On October 24, 1929, Anna Rodekohr is only at the helm of VILSA-BRUNNEN for a year when Black Friday casts its shadow from New York over the tranquility of Vilsen. Yet Anna and her 17-year-old son Otto, Operations Manager from day one, bounce back and get to work: in 1930, Apfelsinchen (orange soda), the first popular soda, is launched. Unfortunately, it does not achieve the hoped-for success. Their application for surety is turned down in the same year. In 1933, they finally notify the Lord Mayor of the small town of Bruchhausen-Vilsen that the bottling plant will cease trading.


VILSA-BRUNNEN sold to the Rodekohr family

Johnny goes, Anna Rodekohr arrives.

The deprivations of the First World War are followed by the Golden Twenties. Germans have plenty to eat. Art, culture, and science are flourishing. And VILSA Mineral Water and VILSA Soda are on everyone’s lips in and around Vilsen.


Product range and distribution

Mineral water increases in popularity.

The watchword for the summer of 1913: VILSA-BRUNNEN and lemon fizz are a must in every house! This is how blunt and direct VILSA’s first newspaper ad sounds. And not entirely without cause: at this time, drinking water is frowned upon. Old domestic wells are frequently polluted by agricultural and domestic waste water. The newspapers make every effort to allude to the necessity of drinking enough water, for example to guard against heat stroke.

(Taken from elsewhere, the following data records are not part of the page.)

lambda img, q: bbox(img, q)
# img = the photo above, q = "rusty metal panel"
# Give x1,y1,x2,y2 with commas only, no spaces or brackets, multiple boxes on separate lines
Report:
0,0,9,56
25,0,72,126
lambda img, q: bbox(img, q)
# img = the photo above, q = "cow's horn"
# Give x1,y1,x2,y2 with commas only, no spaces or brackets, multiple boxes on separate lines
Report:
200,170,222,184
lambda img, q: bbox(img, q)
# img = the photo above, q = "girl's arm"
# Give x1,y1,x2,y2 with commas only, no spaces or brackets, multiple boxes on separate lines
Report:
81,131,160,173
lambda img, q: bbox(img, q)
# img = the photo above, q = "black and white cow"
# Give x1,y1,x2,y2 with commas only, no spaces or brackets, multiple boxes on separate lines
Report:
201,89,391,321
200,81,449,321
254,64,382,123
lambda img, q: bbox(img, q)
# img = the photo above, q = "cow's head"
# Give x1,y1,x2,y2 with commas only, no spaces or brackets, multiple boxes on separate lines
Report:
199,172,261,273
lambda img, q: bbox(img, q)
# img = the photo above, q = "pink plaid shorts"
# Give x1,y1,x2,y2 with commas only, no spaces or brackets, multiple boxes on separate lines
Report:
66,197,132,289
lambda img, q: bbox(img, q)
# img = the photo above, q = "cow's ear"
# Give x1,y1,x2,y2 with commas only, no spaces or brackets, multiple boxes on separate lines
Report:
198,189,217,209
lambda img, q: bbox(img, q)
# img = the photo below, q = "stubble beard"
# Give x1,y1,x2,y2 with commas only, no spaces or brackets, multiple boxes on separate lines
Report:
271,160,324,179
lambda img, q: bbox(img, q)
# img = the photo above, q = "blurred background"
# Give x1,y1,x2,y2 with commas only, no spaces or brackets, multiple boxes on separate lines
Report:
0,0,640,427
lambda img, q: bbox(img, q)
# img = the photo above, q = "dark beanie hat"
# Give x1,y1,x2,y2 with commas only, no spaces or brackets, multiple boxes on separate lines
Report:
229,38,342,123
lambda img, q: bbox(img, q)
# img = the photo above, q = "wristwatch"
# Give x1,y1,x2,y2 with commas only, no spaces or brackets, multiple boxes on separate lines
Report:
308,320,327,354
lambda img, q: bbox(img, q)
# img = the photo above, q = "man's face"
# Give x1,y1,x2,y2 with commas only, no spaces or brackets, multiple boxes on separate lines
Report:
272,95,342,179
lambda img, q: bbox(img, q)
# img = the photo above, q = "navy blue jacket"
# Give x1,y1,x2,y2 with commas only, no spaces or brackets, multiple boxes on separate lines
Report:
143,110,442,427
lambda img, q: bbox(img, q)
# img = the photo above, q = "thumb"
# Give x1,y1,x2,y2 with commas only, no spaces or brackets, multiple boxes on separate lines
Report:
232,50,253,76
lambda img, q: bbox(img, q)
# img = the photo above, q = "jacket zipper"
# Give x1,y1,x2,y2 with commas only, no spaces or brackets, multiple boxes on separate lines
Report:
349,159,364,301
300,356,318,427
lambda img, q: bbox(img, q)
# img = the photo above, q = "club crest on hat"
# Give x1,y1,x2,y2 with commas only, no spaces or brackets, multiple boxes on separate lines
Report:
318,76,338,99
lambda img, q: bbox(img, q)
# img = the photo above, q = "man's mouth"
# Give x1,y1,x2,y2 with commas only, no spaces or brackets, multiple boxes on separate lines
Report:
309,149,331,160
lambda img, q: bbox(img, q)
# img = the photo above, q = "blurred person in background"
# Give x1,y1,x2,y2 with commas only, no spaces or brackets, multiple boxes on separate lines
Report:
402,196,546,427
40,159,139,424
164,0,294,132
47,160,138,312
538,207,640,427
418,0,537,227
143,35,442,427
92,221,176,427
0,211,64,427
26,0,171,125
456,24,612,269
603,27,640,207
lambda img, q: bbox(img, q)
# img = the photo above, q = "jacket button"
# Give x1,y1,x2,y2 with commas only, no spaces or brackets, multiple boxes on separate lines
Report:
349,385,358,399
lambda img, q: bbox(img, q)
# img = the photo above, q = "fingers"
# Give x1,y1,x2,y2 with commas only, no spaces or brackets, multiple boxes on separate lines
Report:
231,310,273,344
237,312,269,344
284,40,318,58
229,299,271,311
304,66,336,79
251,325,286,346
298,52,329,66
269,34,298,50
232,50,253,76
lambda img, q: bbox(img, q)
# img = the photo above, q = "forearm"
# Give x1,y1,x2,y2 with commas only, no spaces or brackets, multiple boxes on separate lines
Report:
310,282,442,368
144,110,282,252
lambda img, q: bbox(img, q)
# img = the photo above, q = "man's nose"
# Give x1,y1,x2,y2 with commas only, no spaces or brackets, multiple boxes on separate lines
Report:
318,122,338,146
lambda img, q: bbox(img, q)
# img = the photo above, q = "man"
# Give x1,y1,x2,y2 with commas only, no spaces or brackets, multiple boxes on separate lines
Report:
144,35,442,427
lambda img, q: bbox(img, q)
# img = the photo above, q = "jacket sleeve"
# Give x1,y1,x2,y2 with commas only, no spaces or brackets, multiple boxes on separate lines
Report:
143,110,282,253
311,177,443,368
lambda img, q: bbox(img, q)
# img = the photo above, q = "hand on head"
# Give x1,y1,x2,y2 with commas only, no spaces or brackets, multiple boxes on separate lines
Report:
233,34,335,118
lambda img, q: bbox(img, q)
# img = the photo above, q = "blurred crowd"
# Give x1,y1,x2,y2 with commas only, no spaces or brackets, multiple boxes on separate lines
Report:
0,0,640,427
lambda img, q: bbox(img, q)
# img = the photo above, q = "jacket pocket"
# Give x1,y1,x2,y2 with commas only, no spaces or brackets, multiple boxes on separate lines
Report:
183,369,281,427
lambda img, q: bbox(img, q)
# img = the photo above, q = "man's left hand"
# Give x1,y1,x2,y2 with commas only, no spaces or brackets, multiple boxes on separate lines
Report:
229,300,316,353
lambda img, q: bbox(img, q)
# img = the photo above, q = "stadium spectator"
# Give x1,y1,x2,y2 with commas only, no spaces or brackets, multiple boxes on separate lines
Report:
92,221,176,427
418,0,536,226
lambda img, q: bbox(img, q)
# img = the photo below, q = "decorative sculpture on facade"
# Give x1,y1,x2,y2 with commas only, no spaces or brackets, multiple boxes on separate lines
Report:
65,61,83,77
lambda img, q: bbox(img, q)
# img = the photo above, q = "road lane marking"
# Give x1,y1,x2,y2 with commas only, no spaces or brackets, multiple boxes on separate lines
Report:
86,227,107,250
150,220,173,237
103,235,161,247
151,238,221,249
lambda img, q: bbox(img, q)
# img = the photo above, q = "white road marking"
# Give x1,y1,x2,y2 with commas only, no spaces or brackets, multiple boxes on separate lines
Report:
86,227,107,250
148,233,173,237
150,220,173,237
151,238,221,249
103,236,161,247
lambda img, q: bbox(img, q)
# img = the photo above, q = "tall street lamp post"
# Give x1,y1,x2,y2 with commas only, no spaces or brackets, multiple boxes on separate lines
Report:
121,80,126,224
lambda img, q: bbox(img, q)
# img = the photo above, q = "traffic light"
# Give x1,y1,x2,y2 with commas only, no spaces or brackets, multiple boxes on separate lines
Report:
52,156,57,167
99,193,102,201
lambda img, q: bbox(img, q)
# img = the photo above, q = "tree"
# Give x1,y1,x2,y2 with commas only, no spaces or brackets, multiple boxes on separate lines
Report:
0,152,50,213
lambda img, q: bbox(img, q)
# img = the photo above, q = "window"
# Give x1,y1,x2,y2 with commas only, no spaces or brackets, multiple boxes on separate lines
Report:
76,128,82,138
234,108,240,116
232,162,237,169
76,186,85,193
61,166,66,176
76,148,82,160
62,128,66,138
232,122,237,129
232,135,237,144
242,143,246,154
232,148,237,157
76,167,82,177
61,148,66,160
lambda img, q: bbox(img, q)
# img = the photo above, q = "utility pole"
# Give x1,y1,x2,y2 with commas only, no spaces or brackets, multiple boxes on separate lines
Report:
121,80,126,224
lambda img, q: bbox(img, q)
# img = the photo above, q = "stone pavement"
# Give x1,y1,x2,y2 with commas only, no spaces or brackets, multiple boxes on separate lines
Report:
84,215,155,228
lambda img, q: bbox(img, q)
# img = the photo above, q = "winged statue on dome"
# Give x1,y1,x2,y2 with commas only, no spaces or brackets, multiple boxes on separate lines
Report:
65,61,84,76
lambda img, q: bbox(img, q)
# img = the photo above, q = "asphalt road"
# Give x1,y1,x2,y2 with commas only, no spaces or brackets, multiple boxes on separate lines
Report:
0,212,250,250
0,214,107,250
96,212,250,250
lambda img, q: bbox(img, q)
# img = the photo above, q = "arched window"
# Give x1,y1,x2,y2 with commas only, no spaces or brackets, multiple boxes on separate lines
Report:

Entered into the commercial register

Johnny Dörgeloh – from hotel owner to spring owner

The hotelier Johnny Dörgeloh knows better than anyone how to pay court to his resort guests who seek respite in the extensive forests and hills around Vilsen. However, he does not have the slightest idea how the millennia-old, untamed flow of crystal-clear water can be tamed and bottled. But Johnny Dörgeloh accepts the challenge of his great discovery: the first bottling plant is built three years later. On August 8, 1912 he officially registers his spring in the commercial register.